Cet entretien a été publié dans «Carnets de science», la nouvelle revue du CNRS.
C’est peu de dire que Véronique Aubergé est intarissable sur ses recherches. Quand on la retrouve ce matin d'hiver sur le campus de Saint Martin d'Hères, à Grenoble, on comprend vite qu’on va devoir lutter pour poser nos questions à cette véritable tornade rousse ! Le sujet qui obsède cette spécialiste du langage depuis son recrutement au Laboratoire d’informatique de Grenoble1 (LIG) en 2012 ? La robotique sociale, soit la façon dont nous nouons des liens avec les machines et la nature de ces liens.
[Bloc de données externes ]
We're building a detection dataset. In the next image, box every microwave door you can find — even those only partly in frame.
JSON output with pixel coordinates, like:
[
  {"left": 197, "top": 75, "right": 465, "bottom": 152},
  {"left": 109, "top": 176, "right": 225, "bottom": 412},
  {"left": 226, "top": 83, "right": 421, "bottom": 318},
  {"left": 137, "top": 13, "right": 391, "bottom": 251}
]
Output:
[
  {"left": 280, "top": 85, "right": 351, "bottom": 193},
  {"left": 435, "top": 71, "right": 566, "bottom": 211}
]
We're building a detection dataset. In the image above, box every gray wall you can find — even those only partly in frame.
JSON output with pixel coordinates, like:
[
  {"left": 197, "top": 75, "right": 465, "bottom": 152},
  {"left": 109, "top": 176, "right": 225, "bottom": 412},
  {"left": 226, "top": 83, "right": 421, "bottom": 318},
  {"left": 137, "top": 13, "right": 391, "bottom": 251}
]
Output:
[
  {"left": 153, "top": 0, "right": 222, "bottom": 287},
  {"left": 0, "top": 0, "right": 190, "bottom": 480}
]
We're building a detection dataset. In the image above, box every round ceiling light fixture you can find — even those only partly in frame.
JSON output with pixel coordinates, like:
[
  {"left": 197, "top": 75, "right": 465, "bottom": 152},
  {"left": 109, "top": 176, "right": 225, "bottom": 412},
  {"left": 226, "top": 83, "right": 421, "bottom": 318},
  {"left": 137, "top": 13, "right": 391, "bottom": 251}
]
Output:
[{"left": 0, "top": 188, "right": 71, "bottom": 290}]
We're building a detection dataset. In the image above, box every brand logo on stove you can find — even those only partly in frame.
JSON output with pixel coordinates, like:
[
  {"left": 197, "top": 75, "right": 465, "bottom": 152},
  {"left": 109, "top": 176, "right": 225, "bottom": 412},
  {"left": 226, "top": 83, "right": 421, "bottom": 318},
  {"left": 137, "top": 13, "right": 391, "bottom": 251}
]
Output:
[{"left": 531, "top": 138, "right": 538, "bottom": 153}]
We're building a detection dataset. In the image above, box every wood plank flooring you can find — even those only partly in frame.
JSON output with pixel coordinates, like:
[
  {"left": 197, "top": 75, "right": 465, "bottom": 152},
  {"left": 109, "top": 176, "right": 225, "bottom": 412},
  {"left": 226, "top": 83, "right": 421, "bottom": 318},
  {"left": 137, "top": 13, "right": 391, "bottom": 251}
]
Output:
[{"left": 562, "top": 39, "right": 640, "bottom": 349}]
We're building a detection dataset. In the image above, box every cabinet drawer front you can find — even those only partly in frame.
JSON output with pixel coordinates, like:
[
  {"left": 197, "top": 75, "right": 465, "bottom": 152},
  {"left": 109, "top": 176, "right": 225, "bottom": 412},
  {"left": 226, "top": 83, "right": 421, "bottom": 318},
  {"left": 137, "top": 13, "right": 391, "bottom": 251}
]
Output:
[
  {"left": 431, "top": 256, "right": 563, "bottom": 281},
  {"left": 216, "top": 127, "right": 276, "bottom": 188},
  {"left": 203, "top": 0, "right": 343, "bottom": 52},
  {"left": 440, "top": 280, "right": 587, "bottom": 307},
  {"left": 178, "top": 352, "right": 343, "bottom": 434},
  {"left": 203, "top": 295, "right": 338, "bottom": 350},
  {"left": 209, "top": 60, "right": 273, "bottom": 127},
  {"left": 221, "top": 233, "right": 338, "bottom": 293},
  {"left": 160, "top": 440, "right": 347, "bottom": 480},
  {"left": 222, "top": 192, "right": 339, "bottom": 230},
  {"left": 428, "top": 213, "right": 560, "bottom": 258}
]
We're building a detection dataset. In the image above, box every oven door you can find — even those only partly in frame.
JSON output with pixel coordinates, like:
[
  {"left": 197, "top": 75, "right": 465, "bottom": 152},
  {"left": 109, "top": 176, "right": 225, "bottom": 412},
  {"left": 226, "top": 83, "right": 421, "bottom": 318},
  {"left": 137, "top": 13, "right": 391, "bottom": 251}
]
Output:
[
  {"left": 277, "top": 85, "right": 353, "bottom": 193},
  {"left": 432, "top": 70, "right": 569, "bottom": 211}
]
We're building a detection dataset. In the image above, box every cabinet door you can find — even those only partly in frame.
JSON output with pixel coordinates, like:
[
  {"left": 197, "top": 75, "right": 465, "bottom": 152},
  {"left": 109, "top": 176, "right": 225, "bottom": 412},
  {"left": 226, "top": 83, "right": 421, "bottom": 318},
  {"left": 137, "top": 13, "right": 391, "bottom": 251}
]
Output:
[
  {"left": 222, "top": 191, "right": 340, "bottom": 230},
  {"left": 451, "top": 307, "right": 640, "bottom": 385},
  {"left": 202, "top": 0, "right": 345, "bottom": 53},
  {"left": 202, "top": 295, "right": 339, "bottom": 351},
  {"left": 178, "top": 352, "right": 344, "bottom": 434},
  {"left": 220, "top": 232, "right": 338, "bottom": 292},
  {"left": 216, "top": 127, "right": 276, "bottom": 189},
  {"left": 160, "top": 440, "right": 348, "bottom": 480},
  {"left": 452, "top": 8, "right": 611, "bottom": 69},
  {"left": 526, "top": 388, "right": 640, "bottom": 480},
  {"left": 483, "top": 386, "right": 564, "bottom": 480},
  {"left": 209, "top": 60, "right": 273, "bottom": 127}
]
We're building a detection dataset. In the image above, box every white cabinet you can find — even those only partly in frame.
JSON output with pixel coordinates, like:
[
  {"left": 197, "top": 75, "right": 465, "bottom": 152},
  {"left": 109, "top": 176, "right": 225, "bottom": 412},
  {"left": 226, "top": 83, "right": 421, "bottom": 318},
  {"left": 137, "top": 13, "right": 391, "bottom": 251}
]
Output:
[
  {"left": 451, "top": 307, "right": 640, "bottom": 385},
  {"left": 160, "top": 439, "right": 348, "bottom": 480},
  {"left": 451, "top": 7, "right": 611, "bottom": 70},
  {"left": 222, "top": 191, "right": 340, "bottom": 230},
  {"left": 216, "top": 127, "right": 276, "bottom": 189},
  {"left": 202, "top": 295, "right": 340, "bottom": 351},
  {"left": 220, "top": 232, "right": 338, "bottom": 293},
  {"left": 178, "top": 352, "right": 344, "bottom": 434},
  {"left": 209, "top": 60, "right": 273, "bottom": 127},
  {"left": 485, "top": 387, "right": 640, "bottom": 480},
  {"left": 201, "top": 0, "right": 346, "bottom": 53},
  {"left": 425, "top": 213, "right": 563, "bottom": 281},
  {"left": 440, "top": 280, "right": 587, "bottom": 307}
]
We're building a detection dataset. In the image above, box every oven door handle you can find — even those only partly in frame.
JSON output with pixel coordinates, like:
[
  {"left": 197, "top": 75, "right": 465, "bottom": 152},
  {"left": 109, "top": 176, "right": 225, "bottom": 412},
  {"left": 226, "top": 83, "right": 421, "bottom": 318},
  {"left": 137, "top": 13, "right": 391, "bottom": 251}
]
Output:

La chercheuse, qui a participé en 2016 à la création de la première chaire « Robotique et éthique »2 de France, a décidé avec son équipe de s’intéresser à un public en particulier : les personnes âgées isolées. Elle a l’intime conviction que les robots pourront aider à réparer le lien social, en « réentraînant » ces personnes au lien avec autrui. Ce jour-là, justement, son équipe s’apprête à recevoir une retraitée grenobloise au « living lab du laboratoire » – un véritable appartement de trois-pièces où la personne âgée va être laissée seule avec un drôle de robot à roulettes… Rencontre avec une passionnée, au cœur de la régie où écrans et commandes permettent d’orchestrer l’expérience en coulisses.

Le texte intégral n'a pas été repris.